A couple years later my mother taught me how to bake from scratch. It wasn’t long before I was the one making the birthday cakes for all five of my siblings, Mike (10), Monica (8), Dave (6), Rob (5), and Steve (4). They’d hang out in the kitchen with me while I prepared their favorite treats.
My little brothers watched me intently, “can I lick the bowl?”
“Of course, and you can each taste a spoonful of the mix.” I motioned to Mike and Monica; I didn’t want anyone left out.
Holidays came and went while we were young and my father was still a part of our lives. The highlight of our Christmas season was attending the annual Christmas party at Kaiser Steel. Before going to bed the night before, Monica and I sat cross-legged on the floor while Mom put soft, pink sponge rollers in our hair. We wanted to look extra special the next day.
In the morning, Mom dressed us in our best clothes. Excitedly, we looked forward to receiving our red, nylon net stockings, filled with penny candy and small trinkets that Santa Claus would hand out.
I had a bad habit my mother called rocking, which I did before falling asleep at night. Leaning on my knees and forearms with my head smashed in my pillow, I would rock back and forth until I fell asleep. One time, the night before the annual Christmas party, with my hair curled tightly a
round pink sponge rollers, I rocked the bed so hard which caused it to move in front of the bedroom door. Sadly, all the rollers fell out. The next morning when I noticed the curlers on my pillow, I ran to my mother sobbing. “Please, curl my hair again and let me sit in front of the swamp cooler, I don’t want to look ugly for the party.”
“No, that is just too bad, young lady. You’re the one who rocked all the rollers out of your hair. It’s your own fault. I’ve asked you time and time again to stop rocking. Maybe now you’ll listen.”

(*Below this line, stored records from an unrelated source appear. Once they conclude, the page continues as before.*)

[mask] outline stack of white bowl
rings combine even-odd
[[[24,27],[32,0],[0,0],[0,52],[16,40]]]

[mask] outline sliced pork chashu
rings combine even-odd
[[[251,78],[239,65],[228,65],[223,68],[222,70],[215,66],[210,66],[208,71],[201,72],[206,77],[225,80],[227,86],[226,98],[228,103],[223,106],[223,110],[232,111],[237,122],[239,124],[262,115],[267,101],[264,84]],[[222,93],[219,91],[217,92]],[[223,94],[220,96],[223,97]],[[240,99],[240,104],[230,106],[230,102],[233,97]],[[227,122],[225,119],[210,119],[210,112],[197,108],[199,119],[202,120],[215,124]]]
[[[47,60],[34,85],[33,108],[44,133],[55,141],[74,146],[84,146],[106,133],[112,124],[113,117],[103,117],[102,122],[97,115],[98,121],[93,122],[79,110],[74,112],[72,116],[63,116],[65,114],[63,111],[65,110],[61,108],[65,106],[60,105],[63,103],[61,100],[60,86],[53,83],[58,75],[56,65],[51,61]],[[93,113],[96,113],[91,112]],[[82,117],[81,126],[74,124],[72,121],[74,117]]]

“I promise I will stop.” I hated it when my mother was angry with me and I hated myself for my bad habit. Along with rocking I also sucked my thumb. Over the years Mom tried putting hot sauce on my thumb, bandaging it, or screaming at me every time she saw it in my mouth. Nothing worked and it would take many years before I stopped.
At a young age our mother gave Monica and me the responsibility of pretending to be the tooth fairy and Easter bunny to our younger siblings. When my little brothers started losing their teeth we would quietly sneak in their rooms take their teeth and replace them with nickels and dimes. It was so much fun, we both loved pretending.
Although we rarely had extra money we didn’t realize how poor we were. Sometimes Mom took in ironing to make ends meet. Since Dad was a tightwad, he handled our lack of funds in a different way. Loading us into the family station wagon, he’d direct us to get into the car, “I don’t want any of you kids to wear shoes.”
We’d stop at Pic N Save, Kmart, Penny’s Department store even the grocery market, and our father would march all six of us into the store. “Try on a pair of Zorries (which later were referred to as flip flops.) Here put on these tennis shoes.”
Admiring our brand-new shoes, we’d walk out the door, right past the cash registers, without paying. Other times we would strut out with new outfits. One time, Dad proudly marched with his offspring into Sears and picked out a pair of expensive sunglasses. “Here Dave, see how these look on you.”